The simplest schedule, and one that trainers should all begin with in training ANY response, is a ratio of reinforcing EVERY desired response. This is a ratio of 1 response for 1 reinforcer, 1:1, or CONTINUOUS REINFORCEMENT, abbreviated CRF (to prevent confusion with CR, which is an abbreviation for CONDITIONED RESPONSE, or CONDITIONED REFLEX).
Any schedule other than CRF calls for what we call DIFFERENTIAL REINFORCEMENT, reinforcing some responses and not others. DIFFERENTIAL REINFORCEMENT also is used in forming DISCRIMINATIONS, as in scent discriminations, where the trainer reinforces the response to the scented article and not to the others; it is also a part of SHAPING, where a trainer reinforces the responses that meet his or her criteria – that is,
the response is straight enough, fast enough, properly executed in every way – and extinguishes the responses that do not meet the criteria.
Third, there are other schedules, those that specifically involve time.
They are used less frequently, but useful in their place. One is what we
call a FIXED or VARIABLE DURATION schedule, where the trainer asks for a
response to hold or continue for a certain period of time – for example,
asking a dog to hold a point, or a prone position (“stay”) for 30 seconds.
There are also FIXED OR VARIABLE INTERVAL schedules.
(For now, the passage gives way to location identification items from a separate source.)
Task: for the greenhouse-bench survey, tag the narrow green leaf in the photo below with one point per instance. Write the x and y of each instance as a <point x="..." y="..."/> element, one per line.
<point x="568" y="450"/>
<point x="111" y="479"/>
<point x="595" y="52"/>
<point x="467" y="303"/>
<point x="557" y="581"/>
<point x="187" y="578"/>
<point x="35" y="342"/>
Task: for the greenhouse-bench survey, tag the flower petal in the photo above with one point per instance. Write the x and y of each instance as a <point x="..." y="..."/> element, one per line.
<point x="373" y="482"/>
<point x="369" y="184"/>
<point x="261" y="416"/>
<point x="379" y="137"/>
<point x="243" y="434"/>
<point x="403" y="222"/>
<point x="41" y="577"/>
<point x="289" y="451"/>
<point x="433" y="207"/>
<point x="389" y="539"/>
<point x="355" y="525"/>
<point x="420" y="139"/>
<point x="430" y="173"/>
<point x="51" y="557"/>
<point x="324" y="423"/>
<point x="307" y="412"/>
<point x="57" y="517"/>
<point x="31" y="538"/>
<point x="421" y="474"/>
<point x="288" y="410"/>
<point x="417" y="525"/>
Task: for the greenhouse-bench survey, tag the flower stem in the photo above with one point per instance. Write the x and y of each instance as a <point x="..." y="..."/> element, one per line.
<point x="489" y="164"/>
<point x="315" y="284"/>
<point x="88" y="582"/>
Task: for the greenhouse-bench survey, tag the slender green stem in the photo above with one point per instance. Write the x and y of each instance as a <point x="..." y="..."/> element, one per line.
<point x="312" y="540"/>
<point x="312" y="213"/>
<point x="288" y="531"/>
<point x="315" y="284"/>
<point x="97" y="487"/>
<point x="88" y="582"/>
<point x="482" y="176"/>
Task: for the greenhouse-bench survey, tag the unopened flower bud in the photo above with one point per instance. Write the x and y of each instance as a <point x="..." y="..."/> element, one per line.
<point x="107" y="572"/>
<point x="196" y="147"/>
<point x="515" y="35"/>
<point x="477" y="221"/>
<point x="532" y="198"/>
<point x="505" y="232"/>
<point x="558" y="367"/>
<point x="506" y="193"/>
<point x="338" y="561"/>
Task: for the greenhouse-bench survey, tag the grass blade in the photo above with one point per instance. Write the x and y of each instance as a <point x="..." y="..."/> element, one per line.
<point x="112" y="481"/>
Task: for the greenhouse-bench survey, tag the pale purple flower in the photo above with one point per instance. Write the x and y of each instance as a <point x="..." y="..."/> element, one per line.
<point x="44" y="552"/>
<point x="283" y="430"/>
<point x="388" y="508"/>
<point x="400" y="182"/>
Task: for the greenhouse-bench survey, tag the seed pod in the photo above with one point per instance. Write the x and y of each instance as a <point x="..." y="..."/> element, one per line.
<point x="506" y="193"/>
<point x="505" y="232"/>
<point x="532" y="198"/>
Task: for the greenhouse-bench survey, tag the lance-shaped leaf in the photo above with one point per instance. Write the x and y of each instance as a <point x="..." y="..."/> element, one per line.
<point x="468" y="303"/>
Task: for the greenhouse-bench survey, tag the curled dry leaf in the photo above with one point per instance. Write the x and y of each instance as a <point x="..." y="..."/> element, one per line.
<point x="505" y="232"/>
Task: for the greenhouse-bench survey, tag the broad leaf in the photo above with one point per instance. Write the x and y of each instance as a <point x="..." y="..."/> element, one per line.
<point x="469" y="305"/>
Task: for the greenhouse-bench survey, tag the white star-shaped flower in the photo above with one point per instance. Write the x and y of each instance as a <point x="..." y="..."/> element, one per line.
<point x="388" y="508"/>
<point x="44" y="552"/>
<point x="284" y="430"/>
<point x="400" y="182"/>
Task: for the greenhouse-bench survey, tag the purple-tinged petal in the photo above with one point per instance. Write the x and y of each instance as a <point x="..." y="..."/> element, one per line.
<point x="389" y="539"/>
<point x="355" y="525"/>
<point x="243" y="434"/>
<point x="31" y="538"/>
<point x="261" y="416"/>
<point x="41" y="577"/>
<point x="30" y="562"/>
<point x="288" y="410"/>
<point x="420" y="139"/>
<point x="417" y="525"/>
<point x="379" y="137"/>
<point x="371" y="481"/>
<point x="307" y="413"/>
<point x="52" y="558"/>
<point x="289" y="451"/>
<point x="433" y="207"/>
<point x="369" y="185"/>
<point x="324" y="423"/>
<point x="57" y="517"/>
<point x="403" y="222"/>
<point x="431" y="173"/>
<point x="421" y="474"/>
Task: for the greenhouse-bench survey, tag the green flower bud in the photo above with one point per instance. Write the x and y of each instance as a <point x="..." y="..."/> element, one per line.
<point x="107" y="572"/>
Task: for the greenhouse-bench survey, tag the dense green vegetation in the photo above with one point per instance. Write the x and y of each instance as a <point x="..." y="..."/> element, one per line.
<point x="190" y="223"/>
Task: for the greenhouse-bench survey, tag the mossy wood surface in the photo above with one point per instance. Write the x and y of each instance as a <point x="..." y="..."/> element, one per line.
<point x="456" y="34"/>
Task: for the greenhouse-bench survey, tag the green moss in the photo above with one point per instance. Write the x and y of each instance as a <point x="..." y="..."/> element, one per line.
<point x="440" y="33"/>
We will not say much about time schedules. They can be tough to implement. The introduction of
time as a variable can give the animal an opportunity to do things OTHER
than what you want the dog to do, yet still respond according to
specifications in time. Suppose you have asked the dog, on a FI 5min.
schedule, to jump up to a spot on the wall every 5 minutes. This FI 5min.
schedule means that you reinforce the first correct response, after the
interval is up. Now, just think of all of the mayhem the dog can create in
the five minutes! After the five minutes is up, the dog must still jump up
correctly to get its reinforcement, but it might have made many other
responses, all of which will gain SOME strength from the last reinforcement
for the jump. Well, enough of interval schedules. They have little place
in most training programs.
The list of schedules can go on and on. For instance, you can also use a
schedule of DIFFERENTIAL REINFORCEMENT OF FAST behavior, abbreviated DRF, where the trainer reinforces only the responses that are rapidly executed.
You would be right here in thinking these last schedules we described are
the same as SHAPING SCHEDULES. Scientists have invested entire careers
playing with schedules, and their effects on learning and behavior.
Let us begin by clearly stating our own philosophy about continuous vs.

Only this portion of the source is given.